Luke is insistent on two words used extensively since about chapter 2 of Acts: ALL and TOGETHER; “they were all together”, “all of them were filled with the Holy Spirit”, “all things in common”, together they prayed, together they worshipped, together they broke bread… And in the passage on Ananias and Sapphira, one cannot read 5:1-11 without including 4:32-37…why you ask? Because 5:1 begins with a hugely important word, “but”.
Every time I lead a Bible study I talk about paying attention to context and grammar and regarding Ananias and Sapphira, this is especially true. This ‘but’ says 5:1-11 is tied to something else – there is a contrast to be made. Luke has made it clear from nearly the beginning that the hallmark of this group was that they were of “one heart and soul” and “great grace was upon them”. None were in need because it was, to quote Alexandre Dumas’s 3 Muskateers, “all for one and one for all”. This is why I included 4:32-37 as part of today’s material.
So, let’s get right to it…when most people read about Ananias and Sapphira, they see the words, ‘you lie, you die’. Be honest, this is hard to avoid in this passage. But Luke’s emphasis is not on the deaths of these two well-to-do members of the early community of faith. The point of this passage comes in verse 11- “and great fear seized the whole church and all who heard of these things”. This, by the way is the first use of the word “church” in Acts and Luke makes it known that constructive fear is what is important about Ananias and Sapphira regarding how easy it is for evil and dishonest to creep into a community of faith – God’s people…the church.
How do you know this…look at how Luke writes 4:32-5:11…Luke contrasts the upstanding Barnabas against the sinful Ananias/Sapphira. Luke makes it clear that Satan is at work in Ananias/Sapphira and not the Holy Spirit. Luke makes effective and dramatic use of opposites in these verses: life/death, Holy Spirit/satan, truth/deceit, need/freedom, harmony/fear. Luke, of all the gospel writers provides the strongest words on the dangers wealth brings to the table regarding the sin of individuals involving material possessions.

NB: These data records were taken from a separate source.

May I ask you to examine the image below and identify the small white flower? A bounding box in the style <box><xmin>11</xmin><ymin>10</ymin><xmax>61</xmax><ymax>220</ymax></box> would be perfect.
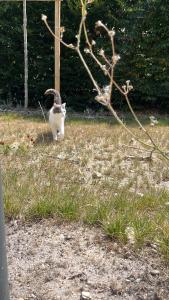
<box><xmin>137</xmin><ymin>192</ymin><xmax>144</xmax><ymax>197</ymax></box>
<box><xmin>68</xmin><ymin>44</ymin><xmax>75</xmax><ymax>49</ymax></box>
<box><xmin>99</xmin><ymin>49</ymin><xmax>105</xmax><ymax>56</ymax></box>
<box><xmin>126</xmin><ymin>80</ymin><xmax>133</xmax><ymax>91</ymax></box>
<box><xmin>128</xmin><ymin>85</ymin><xmax>133</xmax><ymax>91</ymax></box>
<box><xmin>122</xmin><ymin>85</ymin><xmax>127</xmax><ymax>93</ymax></box>
<box><xmin>84</xmin><ymin>48</ymin><xmax>90</xmax><ymax>54</ymax></box>
<box><xmin>92</xmin><ymin>40</ymin><xmax>96</xmax><ymax>46</ymax></box>
<box><xmin>95</xmin><ymin>20</ymin><xmax>104</xmax><ymax>27</ymax></box>
<box><xmin>103</xmin><ymin>70</ymin><xmax>109</xmax><ymax>76</ymax></box>
<box><xmin>126</xmin><ymin>80</ymin><xmax>130</xmax><ymax>86</ymax></box>
<box><xmin>60</xmin><ymin>26</ymin><xmax>65</xmax><ymax>33</ymax></box>
<box><xmin>41</xmin><ymin>14</ymin><xmax>47</xmax><ymax>22</ymax></box>
<box><xmin>101</xmin><ymin>66</ymin><xmax>109</xmax><ymax>75</ymax></box>
<box><xmin>122</xmin><ymin>80</ymin><xmax>133</xmax><ymax>92</ymax></box>
<box><xmin>109</xmin><ymin>29</ymin><xmax>116</xmax><ymax>37</ymax></box>
<box><xmin>101</xmin><ymin>65</ymin><xmax>107</xmax><ymax>70</ymax></box>
<box><xmin>113</xmin><ymin>54</ymin><xmax>121</xmax><ymax>64</ymax></box>
<box><xmin>125</xmin><ymin>226</ymin><xmax>135</xmax><ymax>244</ymax></box>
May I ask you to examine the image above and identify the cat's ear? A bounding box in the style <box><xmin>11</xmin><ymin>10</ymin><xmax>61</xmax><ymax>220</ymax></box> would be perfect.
<box><xmin>62</xmin><ymin>103</ymin><xmax>66</xmax><ymax>109</ymax></box>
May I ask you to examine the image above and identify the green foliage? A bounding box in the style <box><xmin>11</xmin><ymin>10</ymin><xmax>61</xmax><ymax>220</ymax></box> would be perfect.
<box><xmin>0</xmin><ymin>2</ymin><xmax>54</xmax><ymax>107</ymax></box>
<box><xmin>0</xmin><ymin>0</ymin><xmax>169</xmax><ymax>110</ymax></box>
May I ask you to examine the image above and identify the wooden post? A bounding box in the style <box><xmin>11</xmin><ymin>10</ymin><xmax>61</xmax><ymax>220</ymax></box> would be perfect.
<box><xmin>1</xmin><ymin>0</ymin><xmax>61</xmax><ymax>102</ymax></box>
<box><xmin>23</xmin><ymin>0</ymin><xmax>28</xmax><ymax>109</ymax></box>
<box><xmin>55</xmin><ymin>0</ymin><xmax>61</xmax><ymax>92</ymax></box>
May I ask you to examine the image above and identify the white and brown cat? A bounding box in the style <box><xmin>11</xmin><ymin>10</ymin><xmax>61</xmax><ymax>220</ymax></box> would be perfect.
<box><xmin>44</xmin><ymin>89</ymin><xmax>66</xmax><ymax>141</ymax></box>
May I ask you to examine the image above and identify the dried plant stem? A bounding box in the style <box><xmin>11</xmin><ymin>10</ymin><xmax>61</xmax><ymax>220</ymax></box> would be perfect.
<box><xmin>42</xmin><ymin>2</ymin><xmax>169</xmax><ymax>162</ymax></box>
<box><xmin>81</xmin><ymin>5</ymin><xmax>169</xmax><ymax>161</ymax></box>
<box><xmin>38</xmin><ymin>101</ymin><xmax>47</xmax><ymax>123</ymax></box>
<box><xmin>75</xmin><ymin>6</ymin><xmax>102</xmax><ymax>98</ymax></box>
<box><xmin>77</xmin><ymin>49</ymin><xmax>102</xmax><ymax>99</ymax></box>
<box><xmin>43</xmin><ymin>18</ymin><xmax>74</xmax><ymax>49</ymax></box>
<box><xmin>123</xmin><ymin>94</ymin><xmax>169</xmax><ymax>160</ymax></box>
<box><xmin>107</xmin><ymin>104</ymin><xmax>152</xmax><ymax>149</ymax></box>
<box><xmin>96</xmin><ymin>19</ymin><xmax>164</xmax><ymax>151</ymax></box>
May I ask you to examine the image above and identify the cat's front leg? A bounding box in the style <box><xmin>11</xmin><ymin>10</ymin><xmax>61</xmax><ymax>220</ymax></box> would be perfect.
<box><xmin>58</xmin><ymin>120</ymin><xmax>65</xmax><ymax>140</ymax></box>
<box><xmin>51</xmin><ymin>125</ymin><xmax>58</xmax><ymax>141</ymax></box>
<box><xmin>57</xmin><ymin>131</ymin><xmax>64</xmax><ymax>140</ymax></box>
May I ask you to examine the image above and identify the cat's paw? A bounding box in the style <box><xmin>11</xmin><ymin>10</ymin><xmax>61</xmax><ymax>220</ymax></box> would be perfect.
<box><xmin>58</xmin><ymin>134</ymin><xmax>64</xmax><ymax>140</ymax></box>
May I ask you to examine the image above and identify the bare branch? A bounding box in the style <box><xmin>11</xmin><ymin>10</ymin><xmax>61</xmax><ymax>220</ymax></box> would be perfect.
<box><xmin>42</xmin><ymin>2</ymin><xmax>169</xmax><ymax>162</ymax></box>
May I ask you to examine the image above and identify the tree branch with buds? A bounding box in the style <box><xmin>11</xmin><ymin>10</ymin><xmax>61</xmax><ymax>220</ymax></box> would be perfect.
<box><xmin>42</xmin><ymin>0</ymin><xmax>169</xmax><ymax>162</ymax></box>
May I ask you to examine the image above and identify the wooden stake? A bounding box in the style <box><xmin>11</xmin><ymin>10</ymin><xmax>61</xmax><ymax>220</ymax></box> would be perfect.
<box><xmin>23</xmin><ymin>0</ymin><xmax>28</xmax><ymax>109</ymax></box>
<box><xmin>1</xmin><ymin>0</ymin><xmax>60</xmax><ymax>102</ymax></box>
<box><xmin>55</xmin><ymin>0</ymin><xmax>61</xmax><ymax>92</ymax></box>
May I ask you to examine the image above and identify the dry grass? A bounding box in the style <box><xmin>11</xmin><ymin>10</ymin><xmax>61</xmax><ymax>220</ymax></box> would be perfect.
<box><xmin>1</xmin><ymin>112</ymin><xmax>169</xmax><ymax>258</ymax></box>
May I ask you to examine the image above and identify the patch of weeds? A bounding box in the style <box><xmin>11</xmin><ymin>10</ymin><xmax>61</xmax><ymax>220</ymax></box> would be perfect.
<box><xmin>102</xmin><ymin>214</ymin><xmax>128</xmax><ymax>242</ymax></box>
<box><xmin>112</xmin><ymin>192</ymin><xmax>131</xmax><ymax>212</ymax></box>
<box><xmin>135</xmin><ymin>191</ymin><xmax>169</xmax><ymax>212</ymax></box>
<box><xmin>132</xmin><ymin>216</ymin><xmax>156</xmax><ymax>247</ymax></box>
<box><xmin>0</xmin><ymin>142</ymin><xmax>29</xmax><ymax>157</ymax></box>
<box><xmin>12</xmin><ymin>144</ymin><xmax>29</xmax><ymax>156</ymax></box>
<box><xmin>83</xmin><ymin>200</ymin><xmax>112</xmax><ymax>225</ymax></box>
<box><xmin>26</xmin><ymin>189</ymin><xmax>80</xmax><ymax>221</ymax></box>
<box><xmin>57</xmin><ymin>200</ymin><xmax>79</xmax><ymax>220</ymax></box>
<box><xmin>0</xmin><ymin>144</ymin><xmax>10</xmax><ymax>155</ymax></box>
<box><xmin>3</xmin><ymin>171</ymin><xmax>31</xmax><ymax>218</ymax></box>
<box><xmin>26</xmin><ymin>197</ymin><xmax>57</xmax><ymax>219</ymax></box>
<box><xmin>157</xmin><ymin>117</ymin><xmax>169</xmax><ymax>127</ymax></box>
<box><xmin>0</xmin><ymin>112</ymin><xmax>43</xmax><ymax>123</ymax></box>
<box><xmin>4</xmin><ymin>195</ymin><xmax>21</xmax><ymax>219</ymax></box>
<box><xmin>0</xmin><ymin>112</ymin><xmax>21</xmax><ymax>121</ymax></box>
<box><xmin>158</xmin><ymin>224</ymin><xmax>169</xmax><ymax>260</ymax></box>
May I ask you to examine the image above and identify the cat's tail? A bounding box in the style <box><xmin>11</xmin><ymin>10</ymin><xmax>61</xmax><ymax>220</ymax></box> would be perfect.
<box><xmin>44</xmin><ymin>88</ymin><xmax>62</xmax><ymax>105</ymax></box>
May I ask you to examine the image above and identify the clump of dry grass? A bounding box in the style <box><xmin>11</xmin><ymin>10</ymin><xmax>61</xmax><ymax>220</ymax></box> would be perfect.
<box><xmin>1</xmin><ymin>112</ymin><xmax>169</xmax><ymax>258</ymax></box>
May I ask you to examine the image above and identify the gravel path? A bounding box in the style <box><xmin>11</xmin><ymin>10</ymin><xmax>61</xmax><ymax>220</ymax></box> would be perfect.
<box><xmin>7</xmin><ymin>220</ymin><xmax>169</xmax><ymax>300</ymax></box>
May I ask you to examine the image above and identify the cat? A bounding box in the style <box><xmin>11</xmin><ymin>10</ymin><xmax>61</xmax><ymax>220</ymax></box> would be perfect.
<box><xmin>44</xmin><ymin>89</ymin><xmax>66</xmax><ymax>141</ymax></box>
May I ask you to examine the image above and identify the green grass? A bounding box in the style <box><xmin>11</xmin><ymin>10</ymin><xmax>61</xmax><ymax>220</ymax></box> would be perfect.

Barnabas is a source of comfort we are told, (his name means “son of encouragement”) and later we will see all the good that Barnabas will do in Acts. Ananais and Sapphira take us back by allusion to Achan in Joshua 7 or Nadab and Abihu, (Aaron’s sons) and by these Old Testament allusions I am reminded of the phrase that was tied to many a king – you know, the ones with wealth and power…that phrase? “And he did what was evil in the sight of the Lord”. There is no getting around the fate of Ananias and Sapphira but remember, Luke is interested in the integrity of the individuals within the church. We see Barnabas’s integrity on display…We see Ananias and Saphhira’s integrity on display. Both Barnabas and Ananias are of the same social class – wealthy landowners.
Luke begins this passage with “those who believed were of one heart and soul” and here he challenges us by spotlighting our own integrity. How do we value others and what they need? Do we place a higher priority on our own possessions and what we want? Or, do we think of what we own as common property? Integrity…we can value it or we can “sell it”…each day our integrity is on display.